Step 5 in the System Design path · 8 concepts · 0 problems

0 / 8 complete

📘 Learn Load Balancing from zero

A load balancer sits in front of a pool of servers and spreads incoming requests across them, so no single machine becomes a bottleneck. In an interview it shows up the moment you say "we'll run multiple application servers" — the interviewer expects you to explain HOW traffic reaches them, how you avoid sending requests to a dead node, and what new problems the LB itself introduces (it becomes a single point of failure, it has to track health, it has to decide where state lives). Knowing the mechanism, the algorithms, and the trade-offs lets you justify your topology instead of just drawing a box labeled "LB".

✨ Added by the guide to build intuition — not from the source course.

Lessons in this topic

🏗️ Apply it — design walkthrough

Work through this after you've learned the concepts in the lessons above.

Why add an LB at all?

🤔 One app server handles 1,000 requests/sec but your traffic just hit 5,000 req/sec. You add 4 more identical servers. What breaks if clients still point at one IP, and what does the LB actually solve?

Reveal the reasoning

Cause → effect chain:

Clients resolve api.example.com to ONE IP, so all 5,000 req/sec still hit server #1 → it saturates at 1,000 → ~80% of requests queue or get 503s, while servers #2–#5 sit idle at 0% CPU.
Insert an LB as the single public endpoint. Clients hit the LB; it forwards each request to one of the 5 backends → ~1,000 req/sec each → all servers run near capacity, total throughput ≈ 5,000 req/sec.
Bonus effects: the LB can stop routing to a crashed server (availability) and you can add/remove backends without changing the client-facing IP (elastic scaling).

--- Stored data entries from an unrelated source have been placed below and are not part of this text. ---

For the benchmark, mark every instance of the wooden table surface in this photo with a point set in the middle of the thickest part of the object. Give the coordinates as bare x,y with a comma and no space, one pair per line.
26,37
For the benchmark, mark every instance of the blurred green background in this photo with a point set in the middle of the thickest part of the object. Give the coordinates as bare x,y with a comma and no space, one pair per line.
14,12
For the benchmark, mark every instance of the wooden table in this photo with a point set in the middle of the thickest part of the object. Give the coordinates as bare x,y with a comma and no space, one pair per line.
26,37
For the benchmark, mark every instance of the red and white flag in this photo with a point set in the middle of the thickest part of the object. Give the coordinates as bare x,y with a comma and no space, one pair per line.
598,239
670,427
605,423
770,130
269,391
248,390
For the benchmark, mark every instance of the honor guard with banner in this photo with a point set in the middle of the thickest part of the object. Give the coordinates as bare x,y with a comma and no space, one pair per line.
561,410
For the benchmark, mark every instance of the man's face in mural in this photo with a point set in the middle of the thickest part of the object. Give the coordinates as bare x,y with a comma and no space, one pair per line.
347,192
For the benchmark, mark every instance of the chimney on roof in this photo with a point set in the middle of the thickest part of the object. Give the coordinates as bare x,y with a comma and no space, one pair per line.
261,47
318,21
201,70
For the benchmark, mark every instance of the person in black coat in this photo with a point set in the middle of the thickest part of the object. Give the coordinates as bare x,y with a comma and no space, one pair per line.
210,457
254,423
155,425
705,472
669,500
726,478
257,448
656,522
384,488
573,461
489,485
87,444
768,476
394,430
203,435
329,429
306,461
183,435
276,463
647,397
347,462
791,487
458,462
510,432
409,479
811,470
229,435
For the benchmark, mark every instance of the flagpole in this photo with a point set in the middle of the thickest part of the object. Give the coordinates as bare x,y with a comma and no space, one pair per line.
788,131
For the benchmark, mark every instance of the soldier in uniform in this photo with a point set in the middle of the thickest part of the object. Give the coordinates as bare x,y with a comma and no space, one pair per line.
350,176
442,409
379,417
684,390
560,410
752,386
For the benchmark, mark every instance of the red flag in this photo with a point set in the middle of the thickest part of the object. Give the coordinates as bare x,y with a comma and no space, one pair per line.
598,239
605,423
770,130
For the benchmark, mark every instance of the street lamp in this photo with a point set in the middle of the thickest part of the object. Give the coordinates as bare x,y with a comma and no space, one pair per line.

Cost it introduces: the LB is now in the critical path of EVERY request. If it dies, all 5 healthy servers become unreachable — you've concentrated risk into one component (addressed in the HA step).

How does it pick a server?

🤔 5 backends, requests arriving. The simplest rule is Round Robin (server 1, 2, 3, 4, 5, 1, 2…). Two of your servers are old and half as fast. What goes wrong, and which algorithm fixes it?

Reveal the reasoning

Cause → effect chain:

Round Robin gives each server the same SHARE (1/5 = 20%) regardless of capacity → the two slow servers each get 20% of traffic but can only sustain ~10% → their request queues grow → their p99 latency spikes to seconds while the fast servers idle.
Weighted Round Robin: give the 3 fast servers weight 2 and the 2 slow ones weight 1 (2+2+2+1+1 = 8 shares) → each fast server gets 2/8 = 25%, each slow one gets 1/8 = 12.5% → load matches capacity, queues stay flat.
Least Connections: route to whichever backend has the fewest in-flight requests → naturally drains away from a slow/stuck server because its open-connection count stays high. Best when request durations vary a lot (e.g. some take 5ms, some take 5s), where Round Robin's equal-count assumption breaks.
Least Response Time / Consistent Hash: least-response-time favors the node with the lowest observed latency (often blended with connection count); consistent hashing on a key (e.g. user ID) pins a user to the same backend even as nodes are added/removed.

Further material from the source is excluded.